WASHINGTON - A House Financial Services Committee panel will hold a hearing today on draft legislation that would both ensure municipal bonds are rated the same way as other securities and expose the rating agencies to significant liability for issuing faulty ratings.
The hearing will be held by the House Financial Services subcommittee on capital markets, whose chairman, Rep. Paul Kanjorski, D-Pa., recently released a 43-page "discussion draft" of the legislation. The measure also would subject nationally recognized statistical rating organizations to a new "mutual liability standard" that would make them each responsible for one another's ratings.
Under the "mutual liability" concept, if a plaintiff sues an NRSRO and wins a monetary judgement but is unable to recover the full amount of money from the rating agency, all NRSROs would be jointly liable for the judgement.
Kanjorski's proposal appears to go far beyond a credit rating agency bill introduced in the Senate in May by Sen. Jack Reed, D-R.I., as well as an Obama administration's proposal for rating agency legislation that was released this summer.
The administration's bill is silent on liability. While Reed's bill would expose the rating agencies to greater liability to suits brought by private parties, the agencies would be exempted from the lawsuits if they performed due diligence on their ratings.
But securities law experts said yesterday that the discussion draft of the Kanjorski bill does not appear to include a "safe harbor" provision like the one in the Reed bill.
Currently, NRSROs are shielded from liability under the federal securities laws.
Securities experts panned the idea of mutual liability, which they said would only raise barriers for new rating agencies and would unfairly expose NRSROs to financial harm if a deficient competitor led a so-called "race to the bottom" in standards that others resisted.
John Coffee, a professor at Columbia University Law School, said the provision is "a mistake" that would effectively make NRSROs joint insurers of each other.
"We have not done that for any other gate-keeping industry," he said.
The Kanjorski bill also includes provisions from the Municipal Bond Fairness Act, which was introduced earlier this year by Massachusetts Democrat Michael Capuano, who also is a member of the House Financial Services Committee.

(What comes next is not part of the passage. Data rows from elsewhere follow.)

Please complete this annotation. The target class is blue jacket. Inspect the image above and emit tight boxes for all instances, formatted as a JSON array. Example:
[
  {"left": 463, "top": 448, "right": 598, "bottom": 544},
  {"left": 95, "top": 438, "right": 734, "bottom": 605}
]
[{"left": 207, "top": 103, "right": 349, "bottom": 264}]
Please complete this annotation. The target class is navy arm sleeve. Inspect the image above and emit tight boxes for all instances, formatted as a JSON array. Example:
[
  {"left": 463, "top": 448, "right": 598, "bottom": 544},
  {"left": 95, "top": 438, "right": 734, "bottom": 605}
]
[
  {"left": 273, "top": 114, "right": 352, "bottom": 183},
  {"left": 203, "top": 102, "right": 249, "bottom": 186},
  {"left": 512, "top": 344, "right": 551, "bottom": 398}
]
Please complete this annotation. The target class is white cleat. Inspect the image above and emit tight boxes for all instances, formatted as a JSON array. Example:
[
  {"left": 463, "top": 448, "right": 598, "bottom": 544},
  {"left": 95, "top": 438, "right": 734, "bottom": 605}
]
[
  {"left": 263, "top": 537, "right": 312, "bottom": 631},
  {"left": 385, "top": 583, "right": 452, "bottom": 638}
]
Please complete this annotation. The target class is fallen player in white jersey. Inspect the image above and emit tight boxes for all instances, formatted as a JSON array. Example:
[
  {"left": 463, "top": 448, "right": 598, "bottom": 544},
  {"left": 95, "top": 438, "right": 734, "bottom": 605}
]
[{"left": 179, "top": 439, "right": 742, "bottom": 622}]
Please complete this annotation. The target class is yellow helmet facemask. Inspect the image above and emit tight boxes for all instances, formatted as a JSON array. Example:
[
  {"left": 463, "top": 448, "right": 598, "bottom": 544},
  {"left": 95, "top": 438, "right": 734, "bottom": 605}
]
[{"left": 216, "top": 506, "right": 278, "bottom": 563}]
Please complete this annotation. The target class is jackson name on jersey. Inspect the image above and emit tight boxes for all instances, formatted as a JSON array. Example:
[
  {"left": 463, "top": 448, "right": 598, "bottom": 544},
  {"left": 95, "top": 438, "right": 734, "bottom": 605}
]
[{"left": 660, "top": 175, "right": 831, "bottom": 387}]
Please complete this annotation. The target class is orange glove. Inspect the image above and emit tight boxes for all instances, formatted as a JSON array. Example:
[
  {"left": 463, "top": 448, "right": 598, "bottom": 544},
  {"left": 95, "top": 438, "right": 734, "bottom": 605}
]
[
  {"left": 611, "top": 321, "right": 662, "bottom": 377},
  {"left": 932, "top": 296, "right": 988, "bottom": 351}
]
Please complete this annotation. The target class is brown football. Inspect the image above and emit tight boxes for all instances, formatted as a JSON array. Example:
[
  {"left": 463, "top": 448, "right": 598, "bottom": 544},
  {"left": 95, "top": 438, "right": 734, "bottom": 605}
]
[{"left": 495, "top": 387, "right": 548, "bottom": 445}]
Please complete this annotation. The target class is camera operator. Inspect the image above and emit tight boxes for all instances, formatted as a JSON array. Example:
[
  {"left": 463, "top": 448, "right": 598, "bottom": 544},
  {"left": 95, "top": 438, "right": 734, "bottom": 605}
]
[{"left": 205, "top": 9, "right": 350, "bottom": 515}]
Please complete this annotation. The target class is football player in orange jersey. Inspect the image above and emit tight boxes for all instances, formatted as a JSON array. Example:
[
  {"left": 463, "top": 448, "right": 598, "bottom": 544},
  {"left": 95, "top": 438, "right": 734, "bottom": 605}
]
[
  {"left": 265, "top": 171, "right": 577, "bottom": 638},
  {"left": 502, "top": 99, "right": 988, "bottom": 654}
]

The measure is designed to pressure rating agencies to give municipalities higher ratings, which would allow some lower-rated issuers to forgo the expense of bond insurance to sell their debt.
Under the provisions, NRSROs would be required to rate "securities and money market instruments" based on the likelihood that investors "may not receive payment in accordance with the terms of issuance." The draft legislation also would require the rating agency to "define clearly any rating symbol" used by it and apply it consistently to "all types" of securities and money market instruments. The agencies could still provide "complimentary" ratings to measure volatility or other risks, however.
At least two of the agencies - Moody's Investors Service and Fitch Ratings - rate municipals on a separate, more rigorous scale than other bonds. Though they have both committed to switching to a "global" scale for muni credit, they have delayed these efforts, citing market turmoil created by the financial crisis. Standard & Poor's maintains that it already uses a single, global scale for its ratings.